Thomas Hardy, the late-19th-century-early-20th-century English novelist, is famous for such works of fiction as Far from the Madding Crowd (1874), Return of the Native (1878), The Mayor of Casterbridge (1886), Tess of the D’Urbervilles (1891), and Jude the Obscure (1895). Additionally, he wrote poetry, with a first volume, The Poems of Thomas Hardy, published in 1895 followed by Late Lyrics and Earlier in 1922, six years before his death. One of his later poems, clustered under the rubric of “Satires of Circumstance,” took its inspiration from the April 12th 1912 sinking of the Titanic. In that work, called “The Convergence of the Twain,” the two things referred to were the supposedly unsinkable ship, on the one hand, and the iceberg, on the other. That fated and fatal coming together resulted in a score of Nature one versus Humanity zero. The novelist-poet lived up to his family name, moreover, for he died at the ripe old age of 87 ½, a huge achievement for an Englishman born in 1840...

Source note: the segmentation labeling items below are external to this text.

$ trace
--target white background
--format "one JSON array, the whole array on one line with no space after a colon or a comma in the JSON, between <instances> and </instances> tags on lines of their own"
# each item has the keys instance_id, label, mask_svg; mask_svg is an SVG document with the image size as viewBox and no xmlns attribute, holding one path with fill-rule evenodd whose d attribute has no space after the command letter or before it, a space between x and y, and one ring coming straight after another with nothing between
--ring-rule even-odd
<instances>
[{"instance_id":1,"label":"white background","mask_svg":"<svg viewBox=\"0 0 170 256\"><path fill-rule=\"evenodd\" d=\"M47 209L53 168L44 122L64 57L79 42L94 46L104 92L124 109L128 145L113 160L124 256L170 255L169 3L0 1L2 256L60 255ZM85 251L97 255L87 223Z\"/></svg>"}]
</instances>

Well and good, but what’s a “threin”? My Word program underlined it immediately in bright red. Why? Because there’s no such word in English—or at least not until now. In short, I invented it to be for three what twain is for two. A new term was needed, since “threesome” let alone “trinity” wouldn’t do. The “threin” I have in mind are the major religious holy times of the Jewish Passover, the Christian Lent, and the Moslem Ramadan. As inimical as the three Abrahamic faiths can sometimes be with each other, in this year 2022 of the Common Era all three have converged in early-to-late April. In fact, according to www.ntxe-news.com, this phenomenon happens only once every 30 years.

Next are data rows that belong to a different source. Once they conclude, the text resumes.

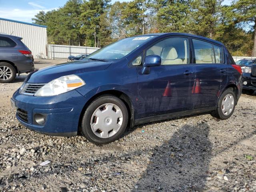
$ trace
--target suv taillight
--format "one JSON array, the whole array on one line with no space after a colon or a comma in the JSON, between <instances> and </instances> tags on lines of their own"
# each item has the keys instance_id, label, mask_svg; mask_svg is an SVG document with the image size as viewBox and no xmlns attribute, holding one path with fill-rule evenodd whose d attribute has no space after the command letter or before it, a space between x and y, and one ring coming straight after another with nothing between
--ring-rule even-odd
<instances>
[{"instance_id":1,"label":"suv taillight","mask_svg":"<svg viewBox=\"0 0 256 192\"><path fill-rule=\"evenodd\" d=\"M237 65L232 65L232 66L234 67L235 69L236 69L236 70L240 73L240 74L242 74L242 68L241 68L241 67L240 66Z\"/></svg>"},{"instance_id":2,"label":"suv taillight","mask_svg":"<svg viewBox=\"0 0 256 192\"><path fill-rule=\"evenodd\" d=\"M19 52L22 53L27 57L32 57L32 52L30 51L27 51L26 50L19 50Z\"/></svg>"}]
</instances>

So why am I making such a big deal of this particular convergence? Well, to begin with, aside from its chronological rarity, we are living in a time of frightening divergences. To take an obvious domestic example, our two major politic parties haven’t been this far apart for years. Even our current President, a canny veteran of the U.S. Senate, seems unable to get much of anything done across party lines. We also see with horror the world fracturing into democracies and autocracies. And as of this writing in mid-April, the Russian invasion of Ukraine can lead—although many of us are praying it doesn’t—to a much wider war, with the danger of a third world war lurking in the wings. Of course, in the spirit of the Titanic’s sinking just before the outbreak of World War I, this convergence of the threin can indicate a third worldwide upheaval, with Nature holding the trump card of climatic disaster in case we don’t manage to do ourselves in through arms. So, given all this, let’s hope our unusual convergence of religious holy days augurs something good rather than evil and do our individual and group parts, whatever they may be, to help humanity enter a new renaissance of peace on earth and good will toward one another. Our collective survival, let alone our thriving as a species, may depend on it. Amen.